A prima facie case is there for murder. If due process is applied, there are serious issues for the Met Chief, that could include murder, and even the home secretary has issues to answer for.

If the Met hadn't presented false stories, tried to intefere with the complainents and evidence, cared about the public (the job they are paid for) they wouldn't be on trial in the public.

Although I am against armed police running round the UK, indeed for this very reason, I originally felt sorry for the people that pulled the triggers. The driver of the train had a gun put to his head, these are dangerous people. A man was nearly shot in Cardiff, he fell asleep in his car near the railway station.

If you see me walking round in a padded jacket, don't confuse me with a terrorist, it is just a bulletproof jacket.

23/8/05 23:48  
Blogger stat said...

The organised attempts to cover up are continuing daily.

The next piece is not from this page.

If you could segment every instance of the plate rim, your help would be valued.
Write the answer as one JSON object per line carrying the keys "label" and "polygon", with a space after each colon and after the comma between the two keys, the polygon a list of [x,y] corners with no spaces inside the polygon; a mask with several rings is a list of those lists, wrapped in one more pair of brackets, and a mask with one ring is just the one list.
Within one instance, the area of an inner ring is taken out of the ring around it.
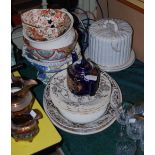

The Police had tried to bribe the complainants, tried to insult them, we then see their country insulted and only yesterday an attempt to smear their campaign based on the fact an associate of George Galloway is helping them.

George Galloway was against the unlawful slaughter of 100,000 Iraqis, a situation that leaves Tony Blair as an unconvicted war criminal. George Galloway was subject to an orchestrated campaign to assassinate his character. He not only survived, his character towered over the UK and US administrations.

George Galloway is one of the few people who are willing to stand up, and quite simply, speak the truth.

Conversely, Ian Blair's first public appearance was simply a broadcast for the labour party, that already left his conduct as a police officer in question.

I am disgusted by all this behaviour. Sir Ian Blair is not employable in a position of trust.

First the police went out and killed a member of the public, now they are out trying to shoot the messengers.